The two previously published protoplasting protocols for F. graminearum and F. virguliforme differ in many aspects [9, 29]. These differences include buffer types, enzyme compositions, and enzyme concentrations. While the F. virguliforme protocol uses a sodium phosphate buffer containing β-glucuronidase and a high concentration of lysing enzymes (25 mg/mL), the F. graminearum protocol uses a potassium chloride buffer with chitinase rather than β-glucuronidase, and a lower lysing enzyme concentration (5 mg/mL). Given that chitin and β-glucan are the major polysaccharides found in the cell walls of Fusarium spp., the addition of chitinase likely increased our protoplasting efficiency for F. virguliforme and F. brasiliense [33]. It is worth noting that 3–5 h were required to gain sufficient protoplasts in F. virguliforme and F. brasiliense compared to the 2 h reported for F. graminearum [29]. A detailed comparison between protoplasting buffers and enzyme compositions also concluded that potassium chloride was optimal for protoplast generation in the fungal pathogen F. verticillioides, and the addition of chitinase helps generate protoplasts in other Fusarium species [34].

Fusarium brasiliense is a close relative of F. virguliforme, as both are members of clade II in the Fusarium solani species complex [2, 6]. However, different members of this species complex display different sensitivities to fluopyram, a common fungicide used to control these species [19]. Understanding the genetic mechanisms of fungicide sensitivity or resistance can be elucidated by testing gene function through gene knockout and gene replacement studies using split marker gene replacement constructs [35]. The genetic mechanisms of SDS development are poorly characterized, and whether mechanisms of SDS development are shared between F. virguliforme and F. brasiliense are also unknown.
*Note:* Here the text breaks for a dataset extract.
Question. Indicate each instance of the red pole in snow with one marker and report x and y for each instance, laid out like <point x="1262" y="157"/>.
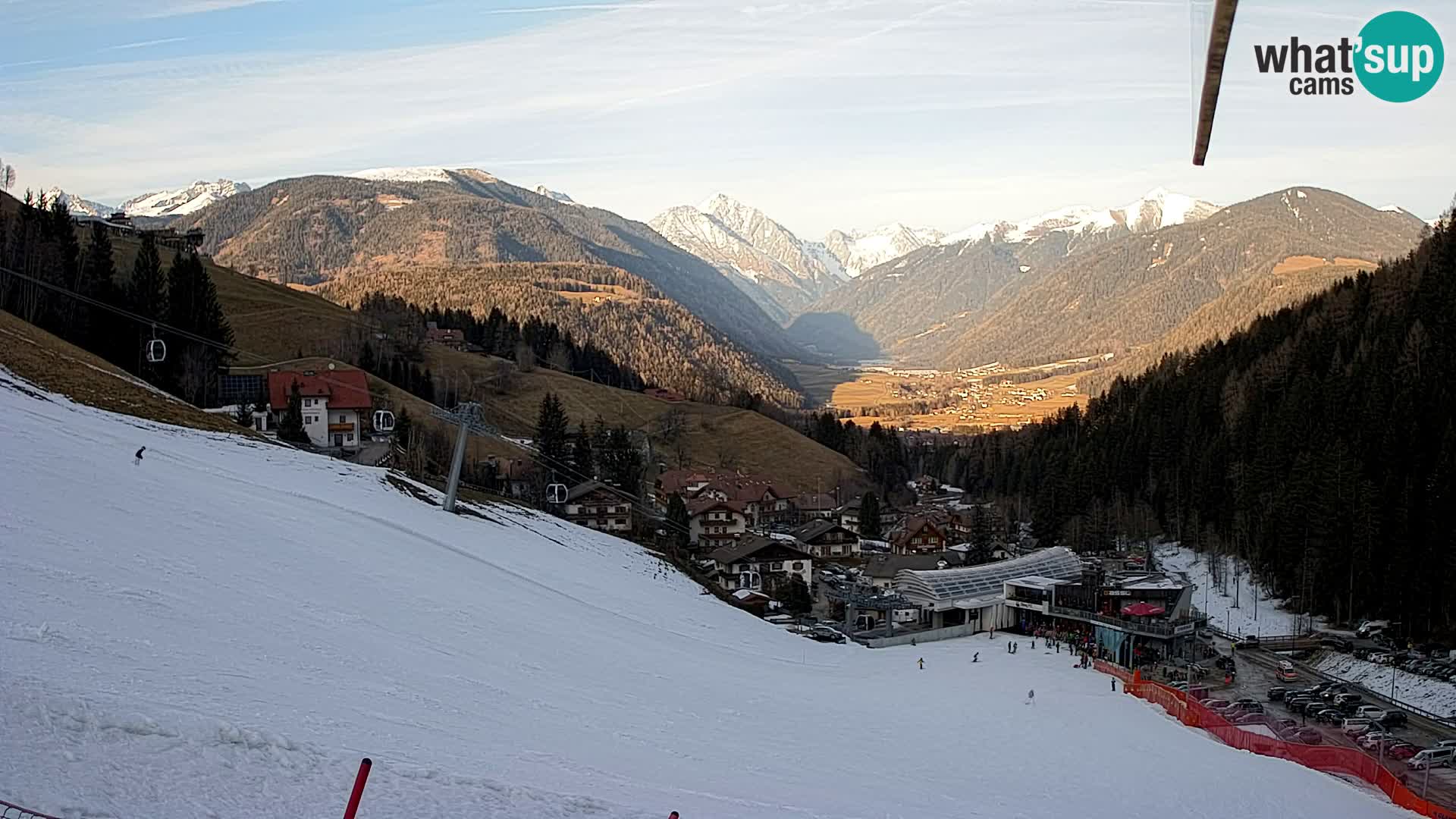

Though we introduced foreign DNA into F. brasiliense via random insertion in this study, this protocol should also facilitate knock out experiments via gene replacement as it has in F. virguliforme protoplasts obtained with this method [19].

Both F. virguliforme and F. brasiliense are capable of infecting soybean and common bean (Phaseolus vulgaris) [8, 10, 36], and isolation frequency data suggest that F. brasiliense may have a host preference for common bean [8]. The development of transgenic F. virguliforme and F. brasiliense strains expressing different fluorescent markers may allow for studies investigating host preference through co-inoculations, as they can easily be distinguished under the microscope based on their reporter gene expression (Fig. 4). With this protocol and future experiments we can gain a greater genetic understanding of these pathogens which could lead to new and effective management strategies.

Conclusions

Fusarium virguliforme and F. brasiliense are both causal agents of soybean SDS and are amenable to genetic manipulation for studying gene function. Genetic transformation in these species requires high quality protoplasts. The protocol developed here provides methods for producing high quality protoplasts that builds upon previously reported protocols and should be valuable to the soybean SDS and common bean root rot research community. The fluorescent strains developed here can be used to investigate temporal colonization and co-infections of plant roots as well as the potential host preferences of these species. Using this protocol to probe gene function in these pathogens will be critical to understanding their pathology and advancing plant genetics to improve SDS management.